The most well-known creation of Piet de Sonnaville and not that old, released in 1949. It’s a child of the Cox Orange Pippin but with a more aromatic nature. One of my absolute favorites. I love almost everything about this apple from is very intense, but yet not too tart, flavor to it’s beautiful heirloom look.
A favorite among our red fleshed apples because it tastes lovely, tart but with some sweetness and it’s fairly disease resistant. Many red-fleshed apples are either poorly flavored or highly disease prone (or both). These manage to be fairly easy to grow and tasty which is unique among the red-fleshed apples.
This 1885 German apple has an incredible amount of acidity that is only matched by it’s high sugar content. The combination makes them an amazing apple experience.
These tiny apples are so much fun to eat. They are very sweet with a distinct vanilla flavor. When picked a little early they make the perfect pickling apple and in fact are a variety called for in many old pickled apple recipes.
This apple is at least as old as the 1500s, maybe older. These late season tiny fruits are now often used in holiday decorations. It’s legend that they were used during the 1500s by “ladies of the night” to freshen their breath. It’s also been written that they were carried by upper class women in their dress pockets for snacks.
This apple we found in our hedgerow and have been propagating. It’s got an amazing honey flavor. It’s somewhat bitter but the honey quality is similar to the flavor of bee pollen - like honey without the sweetness. We’ve made cider with these and the honey flavor remains after fermentation creating a mead like cider.
This ugly apple is one of the most delicious. From 1822 England. This rich, flavorful apple hides the best tasting parts under the knobby bits.
This very late season is a December favorite. It’s from the hills above Santa Clara and is in the Slow Food “Ark of Taste.” When excess rain or heat damage other apples these apples stay beautiful.

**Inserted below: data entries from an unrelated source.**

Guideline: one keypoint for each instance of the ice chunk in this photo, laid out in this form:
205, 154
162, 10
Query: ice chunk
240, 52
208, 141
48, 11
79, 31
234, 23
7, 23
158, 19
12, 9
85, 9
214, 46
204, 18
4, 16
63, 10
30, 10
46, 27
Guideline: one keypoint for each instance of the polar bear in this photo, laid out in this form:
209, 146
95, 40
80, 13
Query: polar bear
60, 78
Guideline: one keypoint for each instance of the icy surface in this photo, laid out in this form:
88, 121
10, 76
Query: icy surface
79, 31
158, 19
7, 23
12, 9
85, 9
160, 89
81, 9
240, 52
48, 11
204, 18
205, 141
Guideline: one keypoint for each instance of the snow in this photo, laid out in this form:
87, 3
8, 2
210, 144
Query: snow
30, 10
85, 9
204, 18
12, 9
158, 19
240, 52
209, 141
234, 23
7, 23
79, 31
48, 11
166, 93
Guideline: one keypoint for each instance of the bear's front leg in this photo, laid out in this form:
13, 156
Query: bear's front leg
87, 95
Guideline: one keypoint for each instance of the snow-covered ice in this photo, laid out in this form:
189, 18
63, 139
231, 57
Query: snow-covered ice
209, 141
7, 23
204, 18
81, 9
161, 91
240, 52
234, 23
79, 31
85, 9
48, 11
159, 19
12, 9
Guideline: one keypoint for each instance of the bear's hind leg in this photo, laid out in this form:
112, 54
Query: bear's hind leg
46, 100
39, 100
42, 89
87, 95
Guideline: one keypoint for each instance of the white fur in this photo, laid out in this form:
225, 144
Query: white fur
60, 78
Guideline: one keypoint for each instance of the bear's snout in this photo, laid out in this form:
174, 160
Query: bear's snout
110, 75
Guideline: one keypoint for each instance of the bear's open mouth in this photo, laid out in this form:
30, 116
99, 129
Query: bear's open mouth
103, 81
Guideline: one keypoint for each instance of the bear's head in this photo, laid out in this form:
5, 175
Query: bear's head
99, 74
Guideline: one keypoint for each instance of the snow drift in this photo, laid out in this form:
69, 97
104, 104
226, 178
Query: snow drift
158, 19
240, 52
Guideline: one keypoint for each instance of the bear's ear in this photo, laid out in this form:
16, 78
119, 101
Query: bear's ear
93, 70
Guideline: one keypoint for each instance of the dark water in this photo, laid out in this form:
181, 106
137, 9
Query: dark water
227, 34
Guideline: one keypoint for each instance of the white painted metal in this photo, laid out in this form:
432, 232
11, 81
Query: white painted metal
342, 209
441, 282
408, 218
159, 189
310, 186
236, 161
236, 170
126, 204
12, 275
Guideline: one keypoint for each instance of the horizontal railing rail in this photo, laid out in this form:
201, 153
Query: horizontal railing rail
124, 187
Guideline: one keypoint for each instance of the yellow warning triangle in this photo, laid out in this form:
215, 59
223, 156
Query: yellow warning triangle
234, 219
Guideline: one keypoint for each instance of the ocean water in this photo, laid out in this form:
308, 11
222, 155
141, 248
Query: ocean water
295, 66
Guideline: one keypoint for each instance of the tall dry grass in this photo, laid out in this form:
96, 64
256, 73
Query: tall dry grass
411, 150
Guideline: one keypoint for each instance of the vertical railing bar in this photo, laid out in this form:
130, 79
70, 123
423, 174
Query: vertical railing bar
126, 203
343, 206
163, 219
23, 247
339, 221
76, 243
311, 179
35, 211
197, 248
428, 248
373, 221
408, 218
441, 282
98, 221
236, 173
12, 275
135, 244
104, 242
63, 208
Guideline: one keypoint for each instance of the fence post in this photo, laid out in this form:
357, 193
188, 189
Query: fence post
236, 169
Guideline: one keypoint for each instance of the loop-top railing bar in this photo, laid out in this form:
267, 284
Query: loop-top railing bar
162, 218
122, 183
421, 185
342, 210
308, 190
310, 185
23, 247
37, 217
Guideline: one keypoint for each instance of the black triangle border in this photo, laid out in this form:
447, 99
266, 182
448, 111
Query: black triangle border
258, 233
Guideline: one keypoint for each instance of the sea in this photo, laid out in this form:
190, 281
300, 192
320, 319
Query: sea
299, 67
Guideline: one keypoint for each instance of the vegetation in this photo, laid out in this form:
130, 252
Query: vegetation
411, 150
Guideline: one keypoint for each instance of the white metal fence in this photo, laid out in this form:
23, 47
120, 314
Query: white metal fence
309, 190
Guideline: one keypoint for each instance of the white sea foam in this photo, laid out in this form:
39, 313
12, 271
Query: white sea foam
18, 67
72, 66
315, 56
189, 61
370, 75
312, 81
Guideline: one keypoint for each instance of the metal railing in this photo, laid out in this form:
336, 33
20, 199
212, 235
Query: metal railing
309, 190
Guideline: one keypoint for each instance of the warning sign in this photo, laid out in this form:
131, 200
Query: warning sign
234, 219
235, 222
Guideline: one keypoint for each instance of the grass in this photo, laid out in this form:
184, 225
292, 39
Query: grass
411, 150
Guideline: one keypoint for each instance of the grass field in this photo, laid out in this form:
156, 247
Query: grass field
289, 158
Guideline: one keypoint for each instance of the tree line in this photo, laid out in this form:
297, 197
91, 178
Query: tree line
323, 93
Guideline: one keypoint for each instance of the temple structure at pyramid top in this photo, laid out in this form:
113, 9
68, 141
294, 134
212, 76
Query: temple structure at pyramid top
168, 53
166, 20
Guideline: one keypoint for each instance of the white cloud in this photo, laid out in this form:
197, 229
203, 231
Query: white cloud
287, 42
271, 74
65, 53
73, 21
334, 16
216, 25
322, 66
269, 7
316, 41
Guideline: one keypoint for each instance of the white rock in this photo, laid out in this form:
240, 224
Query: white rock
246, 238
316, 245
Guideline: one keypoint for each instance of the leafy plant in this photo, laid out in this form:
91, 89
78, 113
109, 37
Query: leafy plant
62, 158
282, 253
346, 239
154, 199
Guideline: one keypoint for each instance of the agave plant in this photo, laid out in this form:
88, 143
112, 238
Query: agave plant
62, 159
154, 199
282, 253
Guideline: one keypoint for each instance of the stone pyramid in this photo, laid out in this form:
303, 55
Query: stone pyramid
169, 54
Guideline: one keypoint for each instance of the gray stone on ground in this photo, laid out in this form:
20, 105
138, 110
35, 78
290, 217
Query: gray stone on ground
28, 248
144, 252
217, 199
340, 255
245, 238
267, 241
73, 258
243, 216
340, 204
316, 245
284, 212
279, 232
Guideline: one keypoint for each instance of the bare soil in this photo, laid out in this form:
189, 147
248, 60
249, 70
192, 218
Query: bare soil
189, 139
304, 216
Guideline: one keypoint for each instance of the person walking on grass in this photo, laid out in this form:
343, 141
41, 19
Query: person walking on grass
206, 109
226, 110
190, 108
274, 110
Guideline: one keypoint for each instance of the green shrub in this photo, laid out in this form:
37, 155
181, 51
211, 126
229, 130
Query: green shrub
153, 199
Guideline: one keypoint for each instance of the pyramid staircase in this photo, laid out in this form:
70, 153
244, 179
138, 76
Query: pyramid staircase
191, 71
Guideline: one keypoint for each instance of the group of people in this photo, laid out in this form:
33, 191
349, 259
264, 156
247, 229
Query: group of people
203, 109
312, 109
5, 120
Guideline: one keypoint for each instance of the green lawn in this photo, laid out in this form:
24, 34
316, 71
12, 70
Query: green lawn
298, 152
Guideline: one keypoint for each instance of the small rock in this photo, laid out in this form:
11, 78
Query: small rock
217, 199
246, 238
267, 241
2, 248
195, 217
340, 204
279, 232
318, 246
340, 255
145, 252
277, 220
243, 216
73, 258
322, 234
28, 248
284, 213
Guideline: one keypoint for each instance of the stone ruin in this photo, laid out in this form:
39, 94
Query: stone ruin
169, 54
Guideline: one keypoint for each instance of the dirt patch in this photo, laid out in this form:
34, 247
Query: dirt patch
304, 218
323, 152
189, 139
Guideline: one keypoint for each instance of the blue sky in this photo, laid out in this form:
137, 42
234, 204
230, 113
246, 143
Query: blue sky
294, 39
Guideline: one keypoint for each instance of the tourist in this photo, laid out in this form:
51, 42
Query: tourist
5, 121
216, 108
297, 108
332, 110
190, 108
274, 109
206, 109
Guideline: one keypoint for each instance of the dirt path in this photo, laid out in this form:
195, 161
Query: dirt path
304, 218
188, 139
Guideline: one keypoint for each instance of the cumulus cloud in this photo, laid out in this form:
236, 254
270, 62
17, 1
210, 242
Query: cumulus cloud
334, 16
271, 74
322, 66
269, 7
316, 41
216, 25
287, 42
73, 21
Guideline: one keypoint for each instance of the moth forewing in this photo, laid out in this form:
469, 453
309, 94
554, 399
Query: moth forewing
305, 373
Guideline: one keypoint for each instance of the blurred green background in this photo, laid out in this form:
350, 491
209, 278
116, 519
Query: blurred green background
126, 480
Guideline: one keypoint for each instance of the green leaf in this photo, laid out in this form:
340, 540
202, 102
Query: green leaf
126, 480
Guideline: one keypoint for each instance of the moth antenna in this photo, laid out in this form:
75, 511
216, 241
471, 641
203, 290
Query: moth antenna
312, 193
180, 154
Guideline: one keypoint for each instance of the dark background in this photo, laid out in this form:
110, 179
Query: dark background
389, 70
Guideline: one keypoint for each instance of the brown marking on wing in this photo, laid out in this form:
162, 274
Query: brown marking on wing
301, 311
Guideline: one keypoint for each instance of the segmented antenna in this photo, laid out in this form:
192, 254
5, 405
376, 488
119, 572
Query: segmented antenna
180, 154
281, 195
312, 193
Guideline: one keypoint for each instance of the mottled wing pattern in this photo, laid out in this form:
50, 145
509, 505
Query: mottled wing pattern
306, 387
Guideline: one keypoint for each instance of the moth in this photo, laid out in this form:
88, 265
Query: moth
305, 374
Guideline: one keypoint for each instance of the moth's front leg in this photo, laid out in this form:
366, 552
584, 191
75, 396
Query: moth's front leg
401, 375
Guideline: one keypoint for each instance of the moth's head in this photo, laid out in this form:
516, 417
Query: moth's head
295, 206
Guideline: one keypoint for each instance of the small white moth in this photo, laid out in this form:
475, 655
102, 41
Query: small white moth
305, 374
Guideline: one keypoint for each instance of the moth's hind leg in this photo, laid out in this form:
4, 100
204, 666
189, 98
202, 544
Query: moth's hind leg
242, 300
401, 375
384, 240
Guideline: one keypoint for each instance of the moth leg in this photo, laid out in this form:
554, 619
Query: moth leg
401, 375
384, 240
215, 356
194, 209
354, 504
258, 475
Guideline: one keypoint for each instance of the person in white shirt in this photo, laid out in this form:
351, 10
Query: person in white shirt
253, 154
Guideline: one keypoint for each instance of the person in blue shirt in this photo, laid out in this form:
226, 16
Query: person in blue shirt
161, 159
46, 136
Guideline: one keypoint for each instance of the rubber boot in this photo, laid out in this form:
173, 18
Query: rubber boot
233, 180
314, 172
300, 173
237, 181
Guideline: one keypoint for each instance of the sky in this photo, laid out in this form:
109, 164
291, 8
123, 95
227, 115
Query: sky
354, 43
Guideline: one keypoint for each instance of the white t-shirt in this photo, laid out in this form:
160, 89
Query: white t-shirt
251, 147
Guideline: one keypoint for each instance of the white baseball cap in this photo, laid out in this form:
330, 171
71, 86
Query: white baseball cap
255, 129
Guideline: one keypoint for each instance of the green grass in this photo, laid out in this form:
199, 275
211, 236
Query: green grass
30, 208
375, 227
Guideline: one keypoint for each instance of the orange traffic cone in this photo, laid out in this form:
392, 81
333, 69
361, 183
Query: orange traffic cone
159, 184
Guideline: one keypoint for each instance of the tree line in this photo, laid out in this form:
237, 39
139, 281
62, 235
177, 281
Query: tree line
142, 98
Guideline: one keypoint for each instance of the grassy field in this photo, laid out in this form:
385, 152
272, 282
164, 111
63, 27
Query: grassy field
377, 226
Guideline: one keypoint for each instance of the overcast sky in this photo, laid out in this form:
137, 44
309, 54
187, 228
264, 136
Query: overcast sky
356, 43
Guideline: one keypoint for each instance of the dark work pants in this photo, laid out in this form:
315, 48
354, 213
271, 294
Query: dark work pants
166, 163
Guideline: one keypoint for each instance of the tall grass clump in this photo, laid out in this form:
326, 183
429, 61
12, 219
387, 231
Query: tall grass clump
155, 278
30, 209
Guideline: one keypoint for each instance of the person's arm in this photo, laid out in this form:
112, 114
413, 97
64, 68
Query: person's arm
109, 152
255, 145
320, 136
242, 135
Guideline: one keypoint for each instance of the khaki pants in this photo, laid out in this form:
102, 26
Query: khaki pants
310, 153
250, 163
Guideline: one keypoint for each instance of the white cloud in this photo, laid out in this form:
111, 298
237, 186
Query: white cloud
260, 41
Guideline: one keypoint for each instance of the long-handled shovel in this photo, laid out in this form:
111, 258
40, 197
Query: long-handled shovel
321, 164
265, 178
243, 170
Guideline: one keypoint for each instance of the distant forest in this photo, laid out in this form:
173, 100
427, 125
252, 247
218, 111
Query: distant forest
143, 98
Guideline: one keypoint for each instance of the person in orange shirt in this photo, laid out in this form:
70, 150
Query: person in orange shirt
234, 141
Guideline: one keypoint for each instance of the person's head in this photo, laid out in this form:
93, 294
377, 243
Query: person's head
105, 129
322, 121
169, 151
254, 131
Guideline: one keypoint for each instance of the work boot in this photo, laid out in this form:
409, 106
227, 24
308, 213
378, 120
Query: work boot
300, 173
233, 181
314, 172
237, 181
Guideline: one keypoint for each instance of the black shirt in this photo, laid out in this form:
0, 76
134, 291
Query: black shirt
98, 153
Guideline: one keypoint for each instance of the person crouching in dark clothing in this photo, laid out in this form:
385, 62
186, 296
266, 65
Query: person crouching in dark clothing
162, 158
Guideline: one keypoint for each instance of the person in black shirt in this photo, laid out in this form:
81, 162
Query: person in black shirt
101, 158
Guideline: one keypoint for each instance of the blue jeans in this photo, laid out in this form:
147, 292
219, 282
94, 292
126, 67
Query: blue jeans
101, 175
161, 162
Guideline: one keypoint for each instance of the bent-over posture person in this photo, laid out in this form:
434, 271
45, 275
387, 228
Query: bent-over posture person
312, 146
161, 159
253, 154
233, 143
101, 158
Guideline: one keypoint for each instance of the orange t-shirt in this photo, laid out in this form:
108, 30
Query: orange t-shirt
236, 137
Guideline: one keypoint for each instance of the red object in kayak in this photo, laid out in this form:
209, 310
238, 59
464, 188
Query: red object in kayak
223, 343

This is an old American variety from the 1750s and Massachusetts. These are dependable, late season apples with great rich flavor and crunch. The keep well for months and make a great hard cider.
These are so rare, and information so scarce, that we’re not sure they really are Dumelow’s Seedling. That said, they are in two places in our orchard, planted at two different times, with actual metal labels and the apples are the same so we’re calling them this. The oddest shaped apple we have they are different from the start. The blooms are without pedals, the tiny baby apples are shaped like hour glasses. The flavor of these varies widely season to season but at their best they are delicate and floral.
A somewhat modern apple, 1968, from the Geneva, New York, breeding program. These popular apples are a nice balance of sweet and tart. They keep reasonably well and are a great lunch box apple.
This old New Jersey variety from the 1800s is on many Willamette Valley Homesteads. These have a hint of spice that makes them taste like apple pie. Their natural waxy skin helps them keep longer.
From Newtown, Queens, New York in 1720. This is another one that experts advise waiting to eat. Thomas Jefferson planted these in Monticello in 1778 and had so much success with them that he eventually had 170 trees. These are loved for baking, fresh eating and hard cider.
A, sort of, modern apple that was introduced in 1981. Nicely round apples, bright red over green and naturally shiny. One of the nicest early apples for fresh eating. Crunchy, juicy and friendly.